A medida que nos acercamos a Quiraing, pasamos junto a extrañas formaciones rocosas que sobresalen como dedos rotos que trataran de alcanzar el cielo. Me paro un momento para verlas mejor. Son al menos diez veces más altas que yo, moteadas de gris y recubiertas de suave liquen. Errol chasquea la lengua haciendo mucho ruido. Finjo que no me doy cuenta, y él carraspea, aún más fuerte. Pongo los ojos en blanco y lo alcanzo.

Justo al pie de las rocas, hay una meseta amplia y abierta donde todos me están esperando. Desde aquí tenemos una buena vista de la isla de Raasay, muy cercana, como una nube oscura sobre el agua centelleante. Los miembros de mi clan están situados en un semicírculo y hacen chasquear sus dedos cuando me acerco. El sonido se lo lleva el viento que silba a lo largo del risco. Aileen se asoma entre la multitud y me hace un gesto de saludo. Quisiera contestarle, pero no lo hago.

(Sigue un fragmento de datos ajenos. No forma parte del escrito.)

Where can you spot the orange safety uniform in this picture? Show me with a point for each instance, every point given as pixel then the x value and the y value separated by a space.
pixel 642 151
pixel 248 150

Doy un par de pasos al frente. El semicírculo se abre en dos como la boca de una ballena. Cierro los ojos y, cuando los abro de nuevo, allí está ella: la niña con la que me van a obligar a casarme. Está de espaldas a mí, pero lleva puesta una túnica del mismo color que la mía, así que no hay manera de que se confunda entre los demás. Incluso por detrás, se ve demasiado joven. El pastor está a su lado y hace señas para que me acerque. Empiezo a respirar agitadamente. No puedo hacer esto. Es demasiado. Debo salir de aquí. No tengo aire. No puedo respirar. Tengo que irme. Ya.

Hago lo único que cruza por mi mente. Doy media vuelta y comienzo a correr.